De raad vindt dat de toegang tot Nederlandse steden voor alle burgers beter gewaarborgd moet worden. Dat vond gisteravond kort na de publicatie ook ex Rotterdamse raadslid Stefan Kroon (D66), die op twitter de eerste was met een geschrokken reactie. ‘’Dit moeten we stoppen. Ik wil een inclusieve stad. Daar profiteert op de lange termijn de hele samenleving van.’’
De algemene tendens is dat het geconcentreerde aanbod van werk, onderwijs, zorg en vertier trekt mensen naar de stad. Om toegang tot het stedelijk leven te hebben moet je in de nabijheid kunnen wonen, gebruik kunnen maken van publieke voorzieningen en je kunnen verplaatsen. Dat lukt steeds minder mensen, aldus het rapport.
Wonen in de stad wordt steeds duurder; dat geldt zowel voor huur- als koopwoningen. Bovendien is fors bezuinigd op publieke voorzieningen als zorg, bibliotheken, sport en welzijnscentra. En vervoer, om bijvoorbeeld naar werk, school of het ziekenhuis te gaan, is voor veel mensen te duur of tijdrovend. Hierdoor neemt de toegang tot de stad voor steeds meer mensen af.
Voor drie groepen mensen wordt de stad ontoegankelijker. De eerste groep bestaat uit kwetsbare mensen met bijvoorbeeld een laag inkomen of een lichamelijke of geestelijke beperking. Daarnaast zijn er de ‘nieuwe kwetsbaren’: mensen met middeninkomens die wel zelfredzaam zijn, maar toch moeilijk toegang tot het stedelijke leven krijgen. Dit geldt bijvoorbeeld voor flexwerkers die geen hypotheek kunnen krijgen en steeds hogere huren moeten betalen óf steeds langere reizen moeten maken om werk en gezin te combineren.
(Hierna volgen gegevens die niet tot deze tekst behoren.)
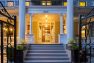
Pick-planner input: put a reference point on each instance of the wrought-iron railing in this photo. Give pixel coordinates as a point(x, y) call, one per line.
point(7, 33)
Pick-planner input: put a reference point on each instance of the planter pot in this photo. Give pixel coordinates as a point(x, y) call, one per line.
point(10, 54)
point(75, 56)
point(19, 56)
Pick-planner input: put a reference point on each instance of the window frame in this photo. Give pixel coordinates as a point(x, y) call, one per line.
point(11, 2)
point(28, 2)
point(82, 2)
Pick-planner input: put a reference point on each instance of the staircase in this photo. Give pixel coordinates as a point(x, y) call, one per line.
point(47, 54)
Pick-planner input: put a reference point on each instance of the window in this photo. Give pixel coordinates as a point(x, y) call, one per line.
point(27, 3)
point(43, 2)
point(82, 4)
point(49, 3)
point(64, 3)
point(46, 3)
point(10, 3)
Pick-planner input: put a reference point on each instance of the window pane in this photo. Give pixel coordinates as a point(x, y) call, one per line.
point(65, 3)
point(27, 3)
point(49, 3)
point(43, 2)
point(11, 3)
point(82, 4)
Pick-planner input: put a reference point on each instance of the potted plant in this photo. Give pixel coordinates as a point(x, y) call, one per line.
point(72, 45)
point(10, 53)
point(19, 53)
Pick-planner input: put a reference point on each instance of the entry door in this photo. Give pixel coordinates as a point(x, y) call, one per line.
point(46, 33)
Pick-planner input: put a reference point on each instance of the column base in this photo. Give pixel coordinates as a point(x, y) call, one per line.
point(30, 38)
point(62, 38)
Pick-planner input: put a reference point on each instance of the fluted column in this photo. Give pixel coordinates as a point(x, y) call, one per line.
point(70, 21)
point(61, 24)
point(21, 19)
point(30, 23)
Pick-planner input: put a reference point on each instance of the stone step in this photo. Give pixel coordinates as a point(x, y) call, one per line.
point(46, 54)
point(47, 58)
point(46, 48)
point(47, 61)
point(46, 51)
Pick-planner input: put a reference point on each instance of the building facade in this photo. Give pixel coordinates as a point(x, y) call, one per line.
point(47, 21)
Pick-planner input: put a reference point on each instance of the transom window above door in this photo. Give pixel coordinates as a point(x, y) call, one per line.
point(46, 3)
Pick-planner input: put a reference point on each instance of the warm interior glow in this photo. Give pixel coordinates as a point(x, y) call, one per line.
point(65, 3)
point(45, 28)
point(27, 3)
point(82, 4)
point(43, 2)
point(10, 3)
point(49, 3)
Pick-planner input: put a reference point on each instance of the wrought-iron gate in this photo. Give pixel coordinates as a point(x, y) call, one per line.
point(7, 35)
point(86, 35)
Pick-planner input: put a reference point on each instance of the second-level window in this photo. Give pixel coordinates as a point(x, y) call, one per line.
point(82, 4)
point(46, 3)
point(64, 3)
point(49, 3)
point(10, 3)
point(27, 3)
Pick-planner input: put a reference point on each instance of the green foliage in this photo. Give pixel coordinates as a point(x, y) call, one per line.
point(20, 47)
point(10, 53)
point(72, 44)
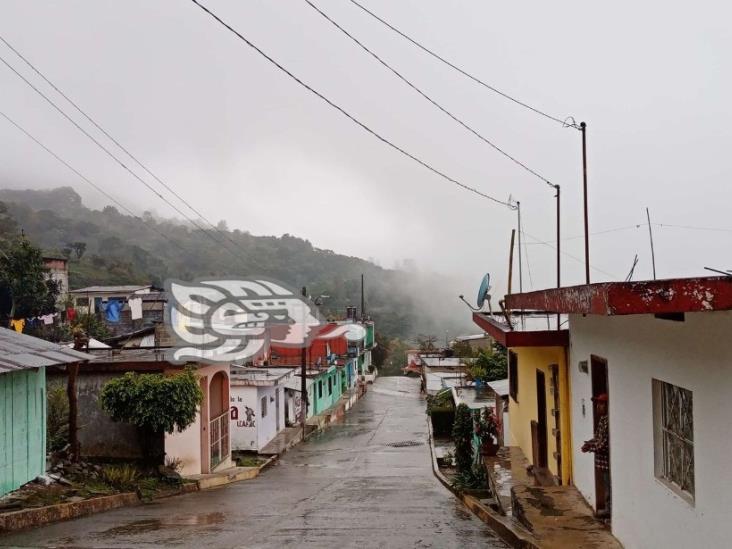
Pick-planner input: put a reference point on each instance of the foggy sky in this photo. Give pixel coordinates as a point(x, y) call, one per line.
point(244, 143)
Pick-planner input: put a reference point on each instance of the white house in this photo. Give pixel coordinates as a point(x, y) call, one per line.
point(662, 352)
point(258, 403)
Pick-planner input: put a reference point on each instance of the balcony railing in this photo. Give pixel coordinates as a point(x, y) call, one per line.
point(219, 430)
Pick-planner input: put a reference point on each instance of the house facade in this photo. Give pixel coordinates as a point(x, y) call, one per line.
point(258, 405)
point(23, 363)
point(203, 447)
point(660, 350)
point(539, 395)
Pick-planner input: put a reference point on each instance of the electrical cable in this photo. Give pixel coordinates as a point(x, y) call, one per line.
point(101, 129)
point(574, 257)
point(564, 122)
point(427, 97)
point(87, 180)
point(577, 237)
point(346, 113)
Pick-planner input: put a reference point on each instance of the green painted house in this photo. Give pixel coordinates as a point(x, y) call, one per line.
point(23, 360)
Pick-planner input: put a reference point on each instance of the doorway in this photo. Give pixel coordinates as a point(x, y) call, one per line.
point(598, 371)
point(541, 451)
point(277, 409)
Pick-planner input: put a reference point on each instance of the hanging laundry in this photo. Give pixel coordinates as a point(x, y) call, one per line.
point(135, 307)
point(18, 324)
point(112, 310)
De nieuwe kwetsbaren zijn een zeer gevarieerde groep mensen: taxichauffeurs en schoonmakers, zorgpersoneel en politieagenten, journalisten en accountmanagers. De derde groep bestaat uit mensen die graag samen in de stad een initiatief willen ontplooien, maar die daarvoor geen plek vinden of tegen allerlei regels aanlopen. Het zijn mensen die bijvoorbeeld wooninitiatieven willen ontwikkelen, of een buurtrestaurant of leeszaal willen starten.